People who say they sleep like a baby usually don't have one.

Leo J. Burke

Joined a health club last year, spent four hundred bucks. Haven't lost a pound. Apparently, you have to show up.

Rich Ceisler

Vegetarian - that's an old Indian word meaning "lousy hunter."

Andy Rooney

The biggest seller is cookbooks and the second is diet books - how not to eat what you've just learned how to cook.

Andy Rooney

The last fight was my fault. My wife asked,
"What's on the TV?"...I said, 'Dust!"

My wife and I have the secret to making a marriage last.
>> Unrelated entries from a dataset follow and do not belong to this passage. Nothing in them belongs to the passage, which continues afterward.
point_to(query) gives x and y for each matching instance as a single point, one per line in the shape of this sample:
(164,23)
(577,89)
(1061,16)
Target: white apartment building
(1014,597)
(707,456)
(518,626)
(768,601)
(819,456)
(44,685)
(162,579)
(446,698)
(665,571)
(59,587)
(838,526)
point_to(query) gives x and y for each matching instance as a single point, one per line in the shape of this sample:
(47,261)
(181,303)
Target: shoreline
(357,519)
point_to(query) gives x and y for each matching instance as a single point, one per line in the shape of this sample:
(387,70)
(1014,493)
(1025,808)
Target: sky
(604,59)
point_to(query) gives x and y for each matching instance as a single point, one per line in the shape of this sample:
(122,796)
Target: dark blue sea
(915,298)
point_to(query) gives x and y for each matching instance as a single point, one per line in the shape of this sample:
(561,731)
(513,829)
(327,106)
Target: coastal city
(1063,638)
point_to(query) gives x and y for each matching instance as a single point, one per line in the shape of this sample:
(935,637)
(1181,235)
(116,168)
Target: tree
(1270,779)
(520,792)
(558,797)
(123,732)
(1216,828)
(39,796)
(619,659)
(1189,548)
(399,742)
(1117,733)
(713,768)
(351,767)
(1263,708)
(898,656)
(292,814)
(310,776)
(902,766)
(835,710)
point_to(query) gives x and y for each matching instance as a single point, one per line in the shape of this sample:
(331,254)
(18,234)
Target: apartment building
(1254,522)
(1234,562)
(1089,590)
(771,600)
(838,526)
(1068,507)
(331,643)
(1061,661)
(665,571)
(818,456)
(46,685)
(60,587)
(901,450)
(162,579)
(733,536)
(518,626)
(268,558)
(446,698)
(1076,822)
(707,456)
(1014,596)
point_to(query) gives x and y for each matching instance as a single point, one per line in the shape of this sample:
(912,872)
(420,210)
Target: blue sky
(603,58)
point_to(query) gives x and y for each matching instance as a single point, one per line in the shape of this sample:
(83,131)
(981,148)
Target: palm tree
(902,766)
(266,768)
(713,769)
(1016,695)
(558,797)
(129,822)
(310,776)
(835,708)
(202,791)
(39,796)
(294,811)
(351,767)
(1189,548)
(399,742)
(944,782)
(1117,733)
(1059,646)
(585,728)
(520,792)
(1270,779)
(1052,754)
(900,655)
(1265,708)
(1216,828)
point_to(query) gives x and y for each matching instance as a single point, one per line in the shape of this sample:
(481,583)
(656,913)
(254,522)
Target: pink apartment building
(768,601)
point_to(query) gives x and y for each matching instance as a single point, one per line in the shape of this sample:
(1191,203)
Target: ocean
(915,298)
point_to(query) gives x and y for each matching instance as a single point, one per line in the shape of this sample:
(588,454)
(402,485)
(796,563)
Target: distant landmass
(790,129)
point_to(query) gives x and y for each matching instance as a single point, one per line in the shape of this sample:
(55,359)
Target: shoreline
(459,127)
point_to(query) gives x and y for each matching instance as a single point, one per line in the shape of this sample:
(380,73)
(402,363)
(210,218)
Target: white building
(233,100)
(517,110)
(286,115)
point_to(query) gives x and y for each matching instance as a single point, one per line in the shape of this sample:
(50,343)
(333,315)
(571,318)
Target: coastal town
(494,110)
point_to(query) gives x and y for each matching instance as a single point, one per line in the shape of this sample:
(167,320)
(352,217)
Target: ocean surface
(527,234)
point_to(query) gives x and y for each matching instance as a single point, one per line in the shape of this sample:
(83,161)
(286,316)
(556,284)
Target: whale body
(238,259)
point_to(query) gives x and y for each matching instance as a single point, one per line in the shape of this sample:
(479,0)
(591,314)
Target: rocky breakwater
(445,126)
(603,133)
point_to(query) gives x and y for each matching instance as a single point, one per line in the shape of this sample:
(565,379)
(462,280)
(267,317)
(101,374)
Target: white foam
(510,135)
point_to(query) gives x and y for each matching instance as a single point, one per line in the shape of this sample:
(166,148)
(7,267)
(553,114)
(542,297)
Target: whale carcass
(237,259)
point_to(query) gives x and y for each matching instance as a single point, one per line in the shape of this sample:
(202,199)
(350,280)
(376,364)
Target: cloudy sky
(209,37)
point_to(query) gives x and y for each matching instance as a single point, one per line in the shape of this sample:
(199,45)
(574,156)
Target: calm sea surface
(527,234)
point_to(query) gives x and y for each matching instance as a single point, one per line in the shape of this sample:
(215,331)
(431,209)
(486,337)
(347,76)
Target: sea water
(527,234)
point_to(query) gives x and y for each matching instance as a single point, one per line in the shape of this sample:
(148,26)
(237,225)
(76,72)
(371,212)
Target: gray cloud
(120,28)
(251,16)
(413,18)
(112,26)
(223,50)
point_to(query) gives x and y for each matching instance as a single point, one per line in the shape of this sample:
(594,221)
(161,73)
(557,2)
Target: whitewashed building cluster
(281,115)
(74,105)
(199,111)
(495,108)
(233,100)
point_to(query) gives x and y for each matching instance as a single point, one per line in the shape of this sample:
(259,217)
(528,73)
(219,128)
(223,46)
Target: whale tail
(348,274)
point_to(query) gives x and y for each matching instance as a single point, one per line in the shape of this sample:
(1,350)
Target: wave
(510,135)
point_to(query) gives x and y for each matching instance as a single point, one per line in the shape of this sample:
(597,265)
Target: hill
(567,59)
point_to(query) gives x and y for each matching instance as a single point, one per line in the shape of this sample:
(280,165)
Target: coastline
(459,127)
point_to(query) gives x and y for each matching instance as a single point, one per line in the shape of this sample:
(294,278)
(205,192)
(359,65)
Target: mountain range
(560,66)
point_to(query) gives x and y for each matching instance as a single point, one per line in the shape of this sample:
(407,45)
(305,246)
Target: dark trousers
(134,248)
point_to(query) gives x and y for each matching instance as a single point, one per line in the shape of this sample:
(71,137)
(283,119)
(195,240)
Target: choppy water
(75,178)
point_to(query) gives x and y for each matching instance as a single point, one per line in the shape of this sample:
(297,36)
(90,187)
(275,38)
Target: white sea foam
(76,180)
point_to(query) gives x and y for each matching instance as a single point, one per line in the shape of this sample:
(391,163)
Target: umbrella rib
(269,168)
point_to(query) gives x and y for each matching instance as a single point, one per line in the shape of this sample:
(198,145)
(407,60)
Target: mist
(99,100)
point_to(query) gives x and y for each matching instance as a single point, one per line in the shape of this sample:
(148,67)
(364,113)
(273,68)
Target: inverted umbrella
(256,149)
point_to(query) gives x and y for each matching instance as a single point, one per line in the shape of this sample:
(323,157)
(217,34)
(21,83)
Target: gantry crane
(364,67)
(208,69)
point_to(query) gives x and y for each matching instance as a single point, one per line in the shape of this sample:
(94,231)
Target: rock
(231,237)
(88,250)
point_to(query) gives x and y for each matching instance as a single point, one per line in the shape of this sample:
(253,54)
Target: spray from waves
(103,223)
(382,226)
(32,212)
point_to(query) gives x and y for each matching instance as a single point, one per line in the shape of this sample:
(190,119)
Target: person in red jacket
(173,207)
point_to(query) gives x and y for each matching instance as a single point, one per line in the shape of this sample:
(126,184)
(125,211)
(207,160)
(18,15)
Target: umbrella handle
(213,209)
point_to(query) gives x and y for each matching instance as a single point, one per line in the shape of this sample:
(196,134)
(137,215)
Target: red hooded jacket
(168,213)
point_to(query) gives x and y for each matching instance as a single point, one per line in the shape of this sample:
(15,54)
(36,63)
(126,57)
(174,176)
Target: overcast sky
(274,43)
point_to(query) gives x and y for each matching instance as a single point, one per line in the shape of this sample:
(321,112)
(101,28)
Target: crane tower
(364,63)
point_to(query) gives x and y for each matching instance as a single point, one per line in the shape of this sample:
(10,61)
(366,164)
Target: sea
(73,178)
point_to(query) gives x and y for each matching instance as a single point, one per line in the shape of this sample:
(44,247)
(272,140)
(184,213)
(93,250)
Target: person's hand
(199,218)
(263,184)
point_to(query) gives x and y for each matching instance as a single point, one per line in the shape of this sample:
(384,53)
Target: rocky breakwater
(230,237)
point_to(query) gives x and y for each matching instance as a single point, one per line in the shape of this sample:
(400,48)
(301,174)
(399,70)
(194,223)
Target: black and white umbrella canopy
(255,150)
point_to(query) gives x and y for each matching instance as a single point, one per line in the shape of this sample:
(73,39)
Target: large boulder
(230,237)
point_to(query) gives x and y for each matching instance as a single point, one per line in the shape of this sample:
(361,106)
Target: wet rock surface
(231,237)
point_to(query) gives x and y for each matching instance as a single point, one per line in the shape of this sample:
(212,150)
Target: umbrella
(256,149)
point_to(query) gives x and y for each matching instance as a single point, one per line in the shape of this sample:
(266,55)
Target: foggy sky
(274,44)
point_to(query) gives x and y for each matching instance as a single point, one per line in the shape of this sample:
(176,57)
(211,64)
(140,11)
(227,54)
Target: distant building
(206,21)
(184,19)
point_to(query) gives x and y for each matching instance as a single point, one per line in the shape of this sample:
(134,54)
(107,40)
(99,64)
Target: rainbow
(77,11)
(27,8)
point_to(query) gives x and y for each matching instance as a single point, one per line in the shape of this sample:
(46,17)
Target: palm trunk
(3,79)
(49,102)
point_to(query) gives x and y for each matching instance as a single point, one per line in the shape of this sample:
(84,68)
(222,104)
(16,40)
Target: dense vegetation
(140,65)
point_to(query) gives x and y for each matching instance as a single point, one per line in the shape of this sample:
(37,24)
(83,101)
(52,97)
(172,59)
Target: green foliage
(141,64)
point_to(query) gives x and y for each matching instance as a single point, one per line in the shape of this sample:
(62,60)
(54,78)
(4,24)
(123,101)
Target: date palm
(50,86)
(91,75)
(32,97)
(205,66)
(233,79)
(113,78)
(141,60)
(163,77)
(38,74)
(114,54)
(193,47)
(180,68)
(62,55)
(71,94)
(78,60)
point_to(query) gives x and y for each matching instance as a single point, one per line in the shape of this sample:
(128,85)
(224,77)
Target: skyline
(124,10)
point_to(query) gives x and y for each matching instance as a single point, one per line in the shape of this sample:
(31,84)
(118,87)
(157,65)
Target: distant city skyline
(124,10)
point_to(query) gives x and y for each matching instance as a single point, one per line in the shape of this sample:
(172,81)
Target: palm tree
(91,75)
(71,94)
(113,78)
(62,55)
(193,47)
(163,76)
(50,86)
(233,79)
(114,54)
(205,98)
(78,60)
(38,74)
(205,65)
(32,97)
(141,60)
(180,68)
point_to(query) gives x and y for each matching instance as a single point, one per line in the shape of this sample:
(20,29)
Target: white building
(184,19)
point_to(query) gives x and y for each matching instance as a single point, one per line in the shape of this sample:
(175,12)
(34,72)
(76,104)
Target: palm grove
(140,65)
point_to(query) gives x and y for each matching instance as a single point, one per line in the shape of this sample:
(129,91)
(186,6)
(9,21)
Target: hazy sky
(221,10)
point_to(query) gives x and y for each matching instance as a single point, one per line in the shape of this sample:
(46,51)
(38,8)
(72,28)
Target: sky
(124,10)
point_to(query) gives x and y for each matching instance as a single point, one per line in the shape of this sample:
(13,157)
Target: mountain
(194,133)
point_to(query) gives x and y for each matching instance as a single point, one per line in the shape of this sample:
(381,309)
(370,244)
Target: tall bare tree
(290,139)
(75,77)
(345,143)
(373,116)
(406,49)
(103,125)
Two times a week, we go to a nice restaurant, a little wine, good food.. She goes Tuesdays, I go Fridays.

Only in America do people order double cheeseburgers,
large fries, and a diet coke.

I've gained a few pounds around the middle. The only lower-body garments I own that still fit me comfortably are towels.

Dave Barry

Always live within your income,
even if you have to borrow money to do so.

Josh Billings

To stop smoking is the easiest thing I ever did.
I ought to know; I've done it a thousand times.

Mark Twain

I told my wife: You could lose a lot of weight if you'd just carry all your diet books around the block once a day.

Bill Hoest

I always hold hands with my wife.
If I let go, she starts to shop.

I get plenty of exercise: jumping to conclusions,
pushing my luck, and dodging deadlines!

Lampner's Law of Employment:

When leaving work late, you will go unnoticed.
When you leave work early, you will meet the
boss in the parking lot.

Nothing makes it easier to resist temptation than a proper bringing-up, a sound set of values - and witnesses.